Les Échos : Jacques Chirac n’a-t-il pas donné une image brouillée de sa politique européenne, notamment sur l’accord de Schengen ?
Michel Barnier : Évitons les mauvais procès. Je suis de très près le dossier Schengen. En juin, quand nous avons décidé de faire appel à la clause de sauvegarde, il n’y avait pas de menace terroriste. Après les trois premiers mois d’application, il restait des dysfonctionnements sérieux, notamment dans la lutte contre la drogue, qui préoccupe personnellement le président de la République. Nous avons donc présenté un mémorandum. On nous a alors suspectés de vouloir camoufler un problème de politique intérieure… Mais quelques semaines plus tard, la présidence belge de l’espace Schengen a soumis un programme de travail en onze points qui reprenait plusieurs de nos propositions et nous avons abouti depuis à de vrais progrès.

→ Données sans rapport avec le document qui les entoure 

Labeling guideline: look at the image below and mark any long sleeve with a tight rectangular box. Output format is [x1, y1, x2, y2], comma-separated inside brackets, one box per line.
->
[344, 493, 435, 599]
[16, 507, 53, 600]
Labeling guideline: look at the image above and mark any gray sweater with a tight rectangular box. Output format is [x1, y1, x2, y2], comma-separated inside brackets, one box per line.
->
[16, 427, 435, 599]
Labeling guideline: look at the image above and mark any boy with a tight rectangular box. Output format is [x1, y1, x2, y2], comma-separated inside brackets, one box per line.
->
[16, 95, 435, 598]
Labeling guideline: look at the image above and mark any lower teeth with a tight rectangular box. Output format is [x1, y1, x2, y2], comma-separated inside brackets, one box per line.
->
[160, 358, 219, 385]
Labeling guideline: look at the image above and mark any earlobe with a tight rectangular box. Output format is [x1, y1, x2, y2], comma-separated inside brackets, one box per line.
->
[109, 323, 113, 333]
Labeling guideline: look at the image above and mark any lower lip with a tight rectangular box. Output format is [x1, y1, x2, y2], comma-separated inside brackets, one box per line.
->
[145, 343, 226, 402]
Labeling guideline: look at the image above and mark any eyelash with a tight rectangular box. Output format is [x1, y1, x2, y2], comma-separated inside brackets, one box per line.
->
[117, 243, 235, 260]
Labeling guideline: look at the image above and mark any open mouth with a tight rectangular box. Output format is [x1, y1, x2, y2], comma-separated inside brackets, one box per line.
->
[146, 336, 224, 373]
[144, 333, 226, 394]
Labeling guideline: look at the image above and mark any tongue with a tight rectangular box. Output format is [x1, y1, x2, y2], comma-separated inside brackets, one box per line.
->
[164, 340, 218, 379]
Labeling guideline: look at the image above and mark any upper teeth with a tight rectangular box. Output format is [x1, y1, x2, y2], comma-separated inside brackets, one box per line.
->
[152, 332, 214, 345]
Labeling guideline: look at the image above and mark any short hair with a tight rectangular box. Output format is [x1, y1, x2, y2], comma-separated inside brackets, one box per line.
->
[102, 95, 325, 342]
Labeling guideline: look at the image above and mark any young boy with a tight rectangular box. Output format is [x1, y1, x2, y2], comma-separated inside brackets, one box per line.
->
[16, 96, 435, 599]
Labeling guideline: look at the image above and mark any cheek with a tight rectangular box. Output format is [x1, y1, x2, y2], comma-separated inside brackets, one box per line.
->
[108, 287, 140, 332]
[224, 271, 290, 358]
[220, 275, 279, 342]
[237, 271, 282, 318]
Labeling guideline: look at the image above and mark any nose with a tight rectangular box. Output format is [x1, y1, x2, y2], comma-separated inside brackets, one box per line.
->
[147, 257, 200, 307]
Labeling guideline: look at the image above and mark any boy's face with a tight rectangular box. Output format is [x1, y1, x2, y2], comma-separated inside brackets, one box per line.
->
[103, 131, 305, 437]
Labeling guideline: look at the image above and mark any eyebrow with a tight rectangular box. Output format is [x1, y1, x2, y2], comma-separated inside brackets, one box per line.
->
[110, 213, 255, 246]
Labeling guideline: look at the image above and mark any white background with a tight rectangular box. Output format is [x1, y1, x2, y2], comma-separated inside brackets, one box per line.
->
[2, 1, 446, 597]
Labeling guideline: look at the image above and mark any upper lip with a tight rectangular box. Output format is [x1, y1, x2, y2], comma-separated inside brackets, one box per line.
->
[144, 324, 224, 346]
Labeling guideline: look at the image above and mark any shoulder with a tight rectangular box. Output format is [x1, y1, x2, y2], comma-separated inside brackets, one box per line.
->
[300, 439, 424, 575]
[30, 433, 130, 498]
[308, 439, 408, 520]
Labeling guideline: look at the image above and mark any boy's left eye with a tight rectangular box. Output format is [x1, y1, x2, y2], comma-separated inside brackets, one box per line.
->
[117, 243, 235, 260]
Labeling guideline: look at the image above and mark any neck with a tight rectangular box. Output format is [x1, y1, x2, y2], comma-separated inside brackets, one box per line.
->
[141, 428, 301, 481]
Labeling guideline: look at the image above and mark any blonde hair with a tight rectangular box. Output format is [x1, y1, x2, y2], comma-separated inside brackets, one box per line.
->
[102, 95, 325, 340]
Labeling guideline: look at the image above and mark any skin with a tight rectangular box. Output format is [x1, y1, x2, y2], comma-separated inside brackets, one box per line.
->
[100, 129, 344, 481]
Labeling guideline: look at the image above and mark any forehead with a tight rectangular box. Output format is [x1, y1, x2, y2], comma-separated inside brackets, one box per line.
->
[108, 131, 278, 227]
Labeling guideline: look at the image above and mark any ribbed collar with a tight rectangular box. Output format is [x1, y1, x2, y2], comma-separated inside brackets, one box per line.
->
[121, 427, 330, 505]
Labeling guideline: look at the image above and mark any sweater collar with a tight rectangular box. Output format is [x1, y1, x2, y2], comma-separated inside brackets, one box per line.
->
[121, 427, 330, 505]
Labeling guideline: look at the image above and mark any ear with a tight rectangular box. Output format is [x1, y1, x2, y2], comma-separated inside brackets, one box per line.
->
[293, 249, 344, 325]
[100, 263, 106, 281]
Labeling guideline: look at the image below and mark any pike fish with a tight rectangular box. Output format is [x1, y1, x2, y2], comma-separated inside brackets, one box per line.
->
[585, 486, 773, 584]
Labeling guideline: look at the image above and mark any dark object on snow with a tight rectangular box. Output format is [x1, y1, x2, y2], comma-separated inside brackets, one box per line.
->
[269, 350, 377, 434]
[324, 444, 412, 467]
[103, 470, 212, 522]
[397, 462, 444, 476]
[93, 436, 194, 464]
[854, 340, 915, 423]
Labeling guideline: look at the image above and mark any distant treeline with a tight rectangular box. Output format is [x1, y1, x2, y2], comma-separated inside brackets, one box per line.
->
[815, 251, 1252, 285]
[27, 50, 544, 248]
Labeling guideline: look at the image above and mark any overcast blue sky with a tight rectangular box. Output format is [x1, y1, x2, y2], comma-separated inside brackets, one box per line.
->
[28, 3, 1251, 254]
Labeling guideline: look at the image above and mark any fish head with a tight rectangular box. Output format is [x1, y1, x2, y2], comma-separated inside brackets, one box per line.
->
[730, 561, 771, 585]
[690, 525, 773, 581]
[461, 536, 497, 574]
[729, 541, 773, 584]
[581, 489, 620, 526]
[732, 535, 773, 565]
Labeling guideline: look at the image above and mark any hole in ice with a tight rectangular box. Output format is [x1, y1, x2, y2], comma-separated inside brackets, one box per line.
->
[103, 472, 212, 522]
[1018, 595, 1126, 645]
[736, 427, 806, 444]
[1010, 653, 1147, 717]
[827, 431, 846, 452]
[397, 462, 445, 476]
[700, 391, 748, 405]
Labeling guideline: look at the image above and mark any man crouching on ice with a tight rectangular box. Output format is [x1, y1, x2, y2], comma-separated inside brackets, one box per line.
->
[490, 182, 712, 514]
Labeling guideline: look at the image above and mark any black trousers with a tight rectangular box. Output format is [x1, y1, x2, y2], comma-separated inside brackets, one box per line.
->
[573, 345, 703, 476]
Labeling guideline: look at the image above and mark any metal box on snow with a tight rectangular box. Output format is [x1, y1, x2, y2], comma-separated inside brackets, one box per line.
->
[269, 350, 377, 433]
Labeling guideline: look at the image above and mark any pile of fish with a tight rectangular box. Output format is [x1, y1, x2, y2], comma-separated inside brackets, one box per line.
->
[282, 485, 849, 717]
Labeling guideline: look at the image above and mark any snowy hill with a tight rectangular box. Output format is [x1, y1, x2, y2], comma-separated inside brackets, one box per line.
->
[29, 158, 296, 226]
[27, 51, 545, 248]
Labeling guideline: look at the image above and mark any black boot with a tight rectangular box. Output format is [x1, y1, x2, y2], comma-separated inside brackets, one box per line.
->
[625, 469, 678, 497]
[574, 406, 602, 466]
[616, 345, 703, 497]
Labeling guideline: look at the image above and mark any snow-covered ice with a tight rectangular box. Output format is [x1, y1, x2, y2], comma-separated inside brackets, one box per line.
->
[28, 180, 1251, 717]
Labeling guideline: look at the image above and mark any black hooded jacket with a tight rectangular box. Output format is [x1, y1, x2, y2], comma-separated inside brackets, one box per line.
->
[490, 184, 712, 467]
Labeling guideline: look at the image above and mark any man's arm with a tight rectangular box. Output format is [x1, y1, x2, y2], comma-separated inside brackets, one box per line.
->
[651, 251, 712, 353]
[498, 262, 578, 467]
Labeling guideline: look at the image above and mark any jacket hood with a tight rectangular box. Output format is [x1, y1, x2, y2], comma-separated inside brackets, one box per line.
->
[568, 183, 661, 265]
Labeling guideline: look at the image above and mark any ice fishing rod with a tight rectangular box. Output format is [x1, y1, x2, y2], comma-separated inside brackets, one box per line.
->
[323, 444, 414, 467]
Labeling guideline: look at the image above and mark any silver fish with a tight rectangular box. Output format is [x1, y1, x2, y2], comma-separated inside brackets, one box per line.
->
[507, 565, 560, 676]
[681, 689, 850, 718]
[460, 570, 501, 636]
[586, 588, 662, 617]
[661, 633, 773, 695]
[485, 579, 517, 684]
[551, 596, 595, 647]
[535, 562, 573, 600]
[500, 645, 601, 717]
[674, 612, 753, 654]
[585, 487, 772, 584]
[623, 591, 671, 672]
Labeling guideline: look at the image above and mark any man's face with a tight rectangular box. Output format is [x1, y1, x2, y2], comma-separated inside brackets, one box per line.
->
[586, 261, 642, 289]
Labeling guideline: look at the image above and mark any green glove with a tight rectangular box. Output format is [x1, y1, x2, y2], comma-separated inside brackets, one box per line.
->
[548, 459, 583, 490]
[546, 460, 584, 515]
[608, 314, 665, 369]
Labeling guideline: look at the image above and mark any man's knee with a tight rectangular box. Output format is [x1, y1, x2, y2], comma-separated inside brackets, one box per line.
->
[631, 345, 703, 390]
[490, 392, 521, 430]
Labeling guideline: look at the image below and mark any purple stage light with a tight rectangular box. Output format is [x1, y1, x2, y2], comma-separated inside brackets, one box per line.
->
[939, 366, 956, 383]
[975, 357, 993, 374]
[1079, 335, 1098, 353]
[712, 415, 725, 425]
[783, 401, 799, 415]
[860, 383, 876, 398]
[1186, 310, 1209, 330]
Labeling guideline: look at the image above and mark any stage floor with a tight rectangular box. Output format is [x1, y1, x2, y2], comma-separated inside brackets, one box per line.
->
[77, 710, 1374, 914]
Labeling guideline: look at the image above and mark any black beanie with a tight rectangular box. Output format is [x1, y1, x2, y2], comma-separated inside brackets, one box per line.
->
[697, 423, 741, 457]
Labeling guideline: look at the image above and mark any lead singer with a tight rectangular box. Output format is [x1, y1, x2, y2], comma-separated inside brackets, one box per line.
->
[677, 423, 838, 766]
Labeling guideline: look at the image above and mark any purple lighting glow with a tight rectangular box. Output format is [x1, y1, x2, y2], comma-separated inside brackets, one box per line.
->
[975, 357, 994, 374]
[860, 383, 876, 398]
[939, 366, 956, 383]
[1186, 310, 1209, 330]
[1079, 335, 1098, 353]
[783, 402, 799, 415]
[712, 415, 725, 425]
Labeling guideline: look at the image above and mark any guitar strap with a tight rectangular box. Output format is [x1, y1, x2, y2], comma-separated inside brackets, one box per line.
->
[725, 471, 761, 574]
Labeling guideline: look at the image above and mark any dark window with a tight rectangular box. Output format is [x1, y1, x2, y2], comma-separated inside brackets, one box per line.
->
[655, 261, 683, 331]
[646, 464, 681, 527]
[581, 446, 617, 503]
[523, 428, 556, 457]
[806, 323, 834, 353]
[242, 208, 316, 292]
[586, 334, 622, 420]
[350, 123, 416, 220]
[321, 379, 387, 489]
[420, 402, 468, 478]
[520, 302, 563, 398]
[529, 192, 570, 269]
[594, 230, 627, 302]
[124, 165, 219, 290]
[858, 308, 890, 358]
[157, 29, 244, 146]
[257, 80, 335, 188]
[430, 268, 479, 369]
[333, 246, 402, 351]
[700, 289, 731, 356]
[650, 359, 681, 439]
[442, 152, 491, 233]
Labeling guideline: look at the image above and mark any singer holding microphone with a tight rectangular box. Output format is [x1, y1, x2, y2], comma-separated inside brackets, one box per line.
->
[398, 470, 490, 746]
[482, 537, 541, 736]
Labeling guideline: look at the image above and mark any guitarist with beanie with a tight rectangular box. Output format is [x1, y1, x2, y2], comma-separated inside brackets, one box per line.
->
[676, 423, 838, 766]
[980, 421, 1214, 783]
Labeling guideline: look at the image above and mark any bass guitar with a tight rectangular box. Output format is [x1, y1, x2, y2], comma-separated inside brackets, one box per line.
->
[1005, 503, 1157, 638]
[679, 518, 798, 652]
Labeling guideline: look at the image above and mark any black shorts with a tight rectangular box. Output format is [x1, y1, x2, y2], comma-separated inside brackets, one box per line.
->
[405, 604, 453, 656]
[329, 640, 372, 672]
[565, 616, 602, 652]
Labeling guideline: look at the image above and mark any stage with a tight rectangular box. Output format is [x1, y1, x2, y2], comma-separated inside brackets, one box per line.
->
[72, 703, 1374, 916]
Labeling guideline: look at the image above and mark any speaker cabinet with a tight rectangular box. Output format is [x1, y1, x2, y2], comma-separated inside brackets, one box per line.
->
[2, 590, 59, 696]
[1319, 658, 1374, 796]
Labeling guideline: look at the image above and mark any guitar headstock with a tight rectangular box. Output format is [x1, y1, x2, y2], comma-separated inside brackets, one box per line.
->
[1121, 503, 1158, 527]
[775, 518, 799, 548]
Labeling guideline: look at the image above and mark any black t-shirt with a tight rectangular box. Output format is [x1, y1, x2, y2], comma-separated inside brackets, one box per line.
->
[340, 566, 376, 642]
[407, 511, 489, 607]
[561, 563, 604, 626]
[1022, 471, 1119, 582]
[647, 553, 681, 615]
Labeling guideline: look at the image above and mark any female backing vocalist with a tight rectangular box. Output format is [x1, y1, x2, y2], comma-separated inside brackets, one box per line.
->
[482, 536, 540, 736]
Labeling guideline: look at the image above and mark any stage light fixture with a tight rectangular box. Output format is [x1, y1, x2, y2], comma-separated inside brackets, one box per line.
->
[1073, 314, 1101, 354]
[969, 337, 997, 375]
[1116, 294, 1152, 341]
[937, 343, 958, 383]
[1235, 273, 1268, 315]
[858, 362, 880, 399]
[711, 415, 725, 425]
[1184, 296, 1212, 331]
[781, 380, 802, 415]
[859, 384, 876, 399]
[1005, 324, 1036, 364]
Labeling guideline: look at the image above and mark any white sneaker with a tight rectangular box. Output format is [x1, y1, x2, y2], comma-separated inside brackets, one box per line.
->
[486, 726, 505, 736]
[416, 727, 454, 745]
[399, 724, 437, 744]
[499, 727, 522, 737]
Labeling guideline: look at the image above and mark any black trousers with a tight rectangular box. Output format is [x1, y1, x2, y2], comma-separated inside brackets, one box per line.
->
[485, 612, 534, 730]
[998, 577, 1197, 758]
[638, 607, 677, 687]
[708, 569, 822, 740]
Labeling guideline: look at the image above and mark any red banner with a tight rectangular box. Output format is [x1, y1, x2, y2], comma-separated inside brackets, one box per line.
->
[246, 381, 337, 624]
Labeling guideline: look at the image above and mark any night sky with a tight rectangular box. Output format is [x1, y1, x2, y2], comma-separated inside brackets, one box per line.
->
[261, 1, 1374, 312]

Aujourd’hui, il reste une question de fond et une question d’actualité. La question d’actualité, c’est celle du terrorisme. La question de fond est celle de l’harmonisation des politiques européennes au sein d’un même espace, notamment contre la drogue. Il ne s’agit pas seulement de supprimer les contrôles aux frontières fixes mais de mettre en place une politique d’asile, de maîtrise de l’immigration, de visas, d’information mutuelle. Bref, la liberté mais aussi la sécurité en commun. Aussi je souhaite qu’on travaille à un nouveau concept, celui de « frontières mobiles ».
Les Échos : Qu’entendez-vous par frontières mobiles ?
Michel Barnier : Dans la zone des vingt kilomètres telle qu’elle est prévue dans Schengen, il faudrait instaurer des contrôles aléatoires, réguliers, mobiles. Ils seront finalement plus efficaces s’ils sont rigoureux. Avec des moyens communs, des commissariats communs – nous venons d’en créer une dizaine notamment entre la France et l’Espagne, et nous allons en créer d’autres encore avec l’Allemagne, avec la Belgique – et des équipes communes.
Les Échos : Sur un autre dossier très sensible, le nucléaire, nos partenaires ont été choqués par l’absence de concertation. Comment réagissez-vous à la prise de position de la Commission ?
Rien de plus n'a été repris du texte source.